Listening to this brave, hopeful man who has lived on three continents and written three books, I want him to have that choice. He was raised in a Jewish home but isn't particularly religious. I was raised in a Catholic home and am not particularly religious. I don't know what I would do in his situation.
The Medical Society of the State of New York, the Catholic Church and the disability rights group Not Dead Yet oppose physician assistance in dying. They argue that it promotes suicide for people considered no longer useful or a burden to society. They say there are sufficient medicines to ease suffering at the end of life.
However, physician help in dying is gaining traction with the public. In September, a poll by EaglePoint Strategies found that 77 percent of New York voters said they support access to assisted suicide. Two advocacy organizations - End of Life Choices New York and Compassion & Choices - are lobbying in Albany and gathering grass roots support. Oregon has had an assisted suicide law for 18 years, and California passed a similar law in October.
California acted after the high-profile advocacy of 29-year-old Brittany Maynard, who moved from California to Oregon to access medical aid in dying after a terminal diagnosis of brain cancer. Maynard decided to end her own life on Nov. 1, 2014. Her case, youth, and courage gave a new face to the aid-in-dying debate, and her online video explaining her decision held the interest of audiences around the world. Oregon's law gave her the option of autonomy and self-determination to the end.

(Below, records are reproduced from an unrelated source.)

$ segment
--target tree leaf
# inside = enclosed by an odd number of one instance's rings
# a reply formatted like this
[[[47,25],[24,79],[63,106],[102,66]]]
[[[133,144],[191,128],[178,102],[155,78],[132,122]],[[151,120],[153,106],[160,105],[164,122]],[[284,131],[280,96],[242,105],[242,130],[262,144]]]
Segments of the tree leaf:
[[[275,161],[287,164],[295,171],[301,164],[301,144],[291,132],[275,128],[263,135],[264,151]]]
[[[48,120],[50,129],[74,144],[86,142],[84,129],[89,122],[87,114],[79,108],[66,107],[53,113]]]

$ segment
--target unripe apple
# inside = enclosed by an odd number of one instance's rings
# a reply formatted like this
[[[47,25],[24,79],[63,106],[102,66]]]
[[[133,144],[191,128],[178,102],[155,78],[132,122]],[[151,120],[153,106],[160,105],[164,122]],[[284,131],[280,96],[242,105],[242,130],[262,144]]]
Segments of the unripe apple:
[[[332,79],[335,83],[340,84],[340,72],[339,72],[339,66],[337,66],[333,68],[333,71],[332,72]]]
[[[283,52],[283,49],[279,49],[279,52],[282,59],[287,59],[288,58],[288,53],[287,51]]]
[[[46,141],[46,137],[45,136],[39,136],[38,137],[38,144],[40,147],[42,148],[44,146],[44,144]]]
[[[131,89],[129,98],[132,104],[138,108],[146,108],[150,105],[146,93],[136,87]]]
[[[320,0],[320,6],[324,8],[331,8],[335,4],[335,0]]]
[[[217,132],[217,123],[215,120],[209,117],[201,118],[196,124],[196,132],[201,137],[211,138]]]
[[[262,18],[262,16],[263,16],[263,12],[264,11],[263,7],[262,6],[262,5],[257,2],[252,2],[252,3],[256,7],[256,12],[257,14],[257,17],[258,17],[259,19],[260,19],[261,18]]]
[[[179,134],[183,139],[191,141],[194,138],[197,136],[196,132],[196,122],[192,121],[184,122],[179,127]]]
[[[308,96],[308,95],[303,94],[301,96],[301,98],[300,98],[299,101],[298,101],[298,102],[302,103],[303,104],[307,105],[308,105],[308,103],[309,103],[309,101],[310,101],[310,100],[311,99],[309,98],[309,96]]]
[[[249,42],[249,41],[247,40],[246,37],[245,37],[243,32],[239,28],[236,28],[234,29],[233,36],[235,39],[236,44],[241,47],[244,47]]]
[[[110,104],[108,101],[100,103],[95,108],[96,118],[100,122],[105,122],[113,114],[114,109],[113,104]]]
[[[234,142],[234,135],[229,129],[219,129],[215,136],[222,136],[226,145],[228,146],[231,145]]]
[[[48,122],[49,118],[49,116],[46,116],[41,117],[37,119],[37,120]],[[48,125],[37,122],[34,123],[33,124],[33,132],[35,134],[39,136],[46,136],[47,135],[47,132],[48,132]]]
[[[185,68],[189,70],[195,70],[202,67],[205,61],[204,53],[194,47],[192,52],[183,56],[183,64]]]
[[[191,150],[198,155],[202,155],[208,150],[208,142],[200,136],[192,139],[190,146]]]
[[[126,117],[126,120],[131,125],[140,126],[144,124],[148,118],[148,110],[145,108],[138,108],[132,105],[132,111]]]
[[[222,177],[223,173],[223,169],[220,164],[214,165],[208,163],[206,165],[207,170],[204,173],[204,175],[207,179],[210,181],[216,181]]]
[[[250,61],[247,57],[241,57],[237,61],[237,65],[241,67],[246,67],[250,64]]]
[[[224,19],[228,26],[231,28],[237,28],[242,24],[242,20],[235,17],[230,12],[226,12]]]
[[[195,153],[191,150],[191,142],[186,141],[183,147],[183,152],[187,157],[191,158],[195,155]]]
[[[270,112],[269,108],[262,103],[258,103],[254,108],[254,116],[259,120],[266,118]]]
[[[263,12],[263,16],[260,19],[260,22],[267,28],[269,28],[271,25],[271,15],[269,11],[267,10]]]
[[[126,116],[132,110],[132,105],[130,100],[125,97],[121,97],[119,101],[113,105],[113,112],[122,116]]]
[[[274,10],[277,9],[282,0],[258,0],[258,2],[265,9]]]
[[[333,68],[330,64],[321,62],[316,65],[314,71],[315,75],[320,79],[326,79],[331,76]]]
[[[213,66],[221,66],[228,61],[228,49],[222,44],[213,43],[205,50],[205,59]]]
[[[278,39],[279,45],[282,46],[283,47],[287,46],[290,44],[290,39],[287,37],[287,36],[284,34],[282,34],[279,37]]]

Dr. David S. Pratt is an Albany-area palliative care specialist whose position on aid in dying has changed over his 15 years of practice in pulmonary medicine. Some patients if his intensive care unit were on ventilators, weren't strong enough to live without them and hadn't made provisions to prohibit their use. The patients had arrived at the emergency room blue and breathless, he said, and "in some sense, they were stuck."
Another two of Pratt's patients ended their lives violently, with devastating effect on their families. These cases persuaded Pratt that there are insufficient compassionate tools for patients who wish to stop suffering.
Cohen has watched friends decline, including one with pancreatic cancer who didn't want aid in dying. "That's OK with me, it was his choice," he said. "But I wouldn't choose it."
We must add options for people like Cohen.